Question

Verify by drawing a diagram if the median and altitude of an isosceles triangle can be the same.

Answer 1

Hint:Construct an isosceles triangle ABC using protractor and compass. Find the midpoint of the base and by observing diagram verify whether the median and altitude of an isosceles triangle are the same.
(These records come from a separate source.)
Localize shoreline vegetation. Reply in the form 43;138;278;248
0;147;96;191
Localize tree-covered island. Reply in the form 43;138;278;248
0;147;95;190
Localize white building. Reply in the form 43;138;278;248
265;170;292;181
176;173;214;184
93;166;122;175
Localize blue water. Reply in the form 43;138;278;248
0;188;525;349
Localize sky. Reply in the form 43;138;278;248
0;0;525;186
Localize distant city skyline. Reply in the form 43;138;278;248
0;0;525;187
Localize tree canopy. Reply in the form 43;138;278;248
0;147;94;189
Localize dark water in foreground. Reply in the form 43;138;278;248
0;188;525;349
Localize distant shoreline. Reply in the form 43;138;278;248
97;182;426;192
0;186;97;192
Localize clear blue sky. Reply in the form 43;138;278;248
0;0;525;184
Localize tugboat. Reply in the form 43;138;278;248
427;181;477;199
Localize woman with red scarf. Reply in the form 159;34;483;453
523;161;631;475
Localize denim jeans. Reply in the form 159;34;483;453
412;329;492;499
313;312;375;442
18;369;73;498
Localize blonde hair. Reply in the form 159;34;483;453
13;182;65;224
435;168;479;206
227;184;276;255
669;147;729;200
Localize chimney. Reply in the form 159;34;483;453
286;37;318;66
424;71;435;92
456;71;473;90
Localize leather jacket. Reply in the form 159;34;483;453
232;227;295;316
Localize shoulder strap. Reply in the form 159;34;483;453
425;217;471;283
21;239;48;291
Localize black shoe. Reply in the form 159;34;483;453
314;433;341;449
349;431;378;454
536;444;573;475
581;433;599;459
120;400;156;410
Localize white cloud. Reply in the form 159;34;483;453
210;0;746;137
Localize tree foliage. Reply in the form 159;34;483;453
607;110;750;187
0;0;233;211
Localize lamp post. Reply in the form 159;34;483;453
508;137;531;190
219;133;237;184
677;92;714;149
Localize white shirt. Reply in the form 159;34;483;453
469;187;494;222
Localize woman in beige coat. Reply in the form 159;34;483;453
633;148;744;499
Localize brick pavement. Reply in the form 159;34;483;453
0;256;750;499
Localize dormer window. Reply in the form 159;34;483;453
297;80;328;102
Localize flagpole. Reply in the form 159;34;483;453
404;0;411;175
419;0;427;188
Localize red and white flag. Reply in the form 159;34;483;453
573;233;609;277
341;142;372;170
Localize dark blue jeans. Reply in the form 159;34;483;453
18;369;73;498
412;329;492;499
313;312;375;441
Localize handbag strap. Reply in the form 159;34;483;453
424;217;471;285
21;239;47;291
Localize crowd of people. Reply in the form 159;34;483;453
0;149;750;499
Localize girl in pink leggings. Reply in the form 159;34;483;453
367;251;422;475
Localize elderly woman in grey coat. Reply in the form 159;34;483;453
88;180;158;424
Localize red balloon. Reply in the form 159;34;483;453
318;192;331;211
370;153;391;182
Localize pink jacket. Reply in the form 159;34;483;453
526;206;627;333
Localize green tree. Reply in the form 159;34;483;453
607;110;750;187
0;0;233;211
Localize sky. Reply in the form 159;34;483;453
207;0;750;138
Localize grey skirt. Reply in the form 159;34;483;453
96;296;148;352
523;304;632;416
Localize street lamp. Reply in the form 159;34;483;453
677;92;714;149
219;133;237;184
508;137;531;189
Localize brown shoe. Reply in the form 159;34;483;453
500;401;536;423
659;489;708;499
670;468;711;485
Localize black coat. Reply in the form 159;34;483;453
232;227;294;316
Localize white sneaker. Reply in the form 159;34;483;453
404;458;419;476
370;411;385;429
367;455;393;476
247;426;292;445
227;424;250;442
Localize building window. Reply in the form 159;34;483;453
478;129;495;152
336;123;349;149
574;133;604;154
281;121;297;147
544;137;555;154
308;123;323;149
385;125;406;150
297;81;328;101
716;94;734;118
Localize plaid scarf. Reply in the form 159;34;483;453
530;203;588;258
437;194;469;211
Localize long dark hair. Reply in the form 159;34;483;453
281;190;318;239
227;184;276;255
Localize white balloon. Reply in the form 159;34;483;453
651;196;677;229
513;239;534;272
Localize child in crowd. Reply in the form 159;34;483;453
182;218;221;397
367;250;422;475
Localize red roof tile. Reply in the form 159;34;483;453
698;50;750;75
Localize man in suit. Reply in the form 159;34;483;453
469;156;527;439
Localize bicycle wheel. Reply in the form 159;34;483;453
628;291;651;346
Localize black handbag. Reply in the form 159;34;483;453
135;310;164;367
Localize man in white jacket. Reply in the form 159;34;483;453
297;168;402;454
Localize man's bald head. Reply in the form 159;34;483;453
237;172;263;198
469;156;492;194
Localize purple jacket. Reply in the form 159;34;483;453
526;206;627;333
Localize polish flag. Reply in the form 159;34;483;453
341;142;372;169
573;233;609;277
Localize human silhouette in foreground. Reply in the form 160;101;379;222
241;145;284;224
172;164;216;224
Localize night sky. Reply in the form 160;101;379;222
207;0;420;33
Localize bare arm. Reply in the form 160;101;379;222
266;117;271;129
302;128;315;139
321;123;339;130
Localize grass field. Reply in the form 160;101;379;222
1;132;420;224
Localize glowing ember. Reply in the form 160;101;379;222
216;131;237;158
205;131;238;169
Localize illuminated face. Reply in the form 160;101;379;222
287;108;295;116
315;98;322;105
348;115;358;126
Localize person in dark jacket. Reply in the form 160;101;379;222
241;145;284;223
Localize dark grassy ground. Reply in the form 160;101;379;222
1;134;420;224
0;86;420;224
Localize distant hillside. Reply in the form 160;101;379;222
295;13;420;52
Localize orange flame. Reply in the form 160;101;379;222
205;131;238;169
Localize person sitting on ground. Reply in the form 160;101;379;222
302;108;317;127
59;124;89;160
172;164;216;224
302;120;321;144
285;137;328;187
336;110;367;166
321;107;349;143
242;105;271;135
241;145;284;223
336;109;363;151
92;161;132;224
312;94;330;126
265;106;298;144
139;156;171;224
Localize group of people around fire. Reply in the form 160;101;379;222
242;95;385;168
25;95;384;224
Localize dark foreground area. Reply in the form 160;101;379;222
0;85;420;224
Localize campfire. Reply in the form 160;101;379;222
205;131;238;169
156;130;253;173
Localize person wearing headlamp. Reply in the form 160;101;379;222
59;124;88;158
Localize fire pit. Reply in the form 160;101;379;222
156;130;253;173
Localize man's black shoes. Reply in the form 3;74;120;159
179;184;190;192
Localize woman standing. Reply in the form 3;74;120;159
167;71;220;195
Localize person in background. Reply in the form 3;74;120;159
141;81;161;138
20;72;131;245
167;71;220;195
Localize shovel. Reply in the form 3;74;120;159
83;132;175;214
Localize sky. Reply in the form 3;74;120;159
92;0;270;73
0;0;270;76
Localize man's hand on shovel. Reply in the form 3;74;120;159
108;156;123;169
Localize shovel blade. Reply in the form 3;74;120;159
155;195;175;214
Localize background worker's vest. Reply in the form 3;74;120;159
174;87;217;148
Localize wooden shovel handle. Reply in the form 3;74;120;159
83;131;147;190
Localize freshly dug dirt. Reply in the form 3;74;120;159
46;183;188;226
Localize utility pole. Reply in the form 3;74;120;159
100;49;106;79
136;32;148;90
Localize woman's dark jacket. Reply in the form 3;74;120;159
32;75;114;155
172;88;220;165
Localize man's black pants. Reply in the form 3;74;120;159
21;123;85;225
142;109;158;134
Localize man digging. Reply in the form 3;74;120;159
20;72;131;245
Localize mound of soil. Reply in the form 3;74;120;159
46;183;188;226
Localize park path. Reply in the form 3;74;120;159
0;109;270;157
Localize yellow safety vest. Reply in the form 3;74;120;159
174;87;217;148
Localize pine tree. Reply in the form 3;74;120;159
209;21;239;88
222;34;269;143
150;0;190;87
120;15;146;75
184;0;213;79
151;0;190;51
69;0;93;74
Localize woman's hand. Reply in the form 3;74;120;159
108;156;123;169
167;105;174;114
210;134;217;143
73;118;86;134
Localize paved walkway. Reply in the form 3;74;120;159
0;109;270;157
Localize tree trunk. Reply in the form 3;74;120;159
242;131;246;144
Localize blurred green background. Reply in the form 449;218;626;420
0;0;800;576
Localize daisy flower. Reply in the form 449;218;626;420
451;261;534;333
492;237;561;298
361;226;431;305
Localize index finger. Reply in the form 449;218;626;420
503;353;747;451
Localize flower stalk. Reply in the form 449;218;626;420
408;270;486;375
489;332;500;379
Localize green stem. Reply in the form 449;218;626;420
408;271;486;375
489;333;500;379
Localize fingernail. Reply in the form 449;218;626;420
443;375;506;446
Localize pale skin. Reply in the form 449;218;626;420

Complete step-by-step answer:
Let us construct an isosceles triangle ABC of base BC = 6cm and equal sides AB = AC = 8cm.
Steps of construction: -
1. Draw a line BC = 6cm.

2. We need to make AB and BC as 8cm. Taking B as center and opening compass to 8cm. We draw an arc. Now, taking C as center, opening the compass to 8 cm, we draw another arc.
3. Where both arcs intersect in point A.
Join AB and AC.
We know BC = 6cm.
\[\therefore \] Midpoint of \[BC=\dfrac{6}{2}=3\]cm
Let’s call the point D.

\[\therefore \] AD is the median of isosceles, \[\vartriangle ABC\].

  

When we measure \[\angle ADC\] by a protractor the angle is \[{{90}^{\circ }}\].
Which means, \[\angle ADC=\angle ADB={{90}^{\circ }}\].
\[\therefore \] AD is perpendicular to BC\[\Rightarrow \]\[AD\bot BC\]
\[\therefore \] AD is the median and altitude of isosceles, \[\vartriangle ABC\].
\[\therefore \] The median of altitude of an isosceles triangle is the same.

Note: By proving \[\angle ADC=\angle ADB={{90}^{\circ }}\], it shows that \[\vartriangle ADB\] and \[\vartriangle ADC\] are right angled triangles and are similar.Thus for the isosceles triangle median and altitude are the same.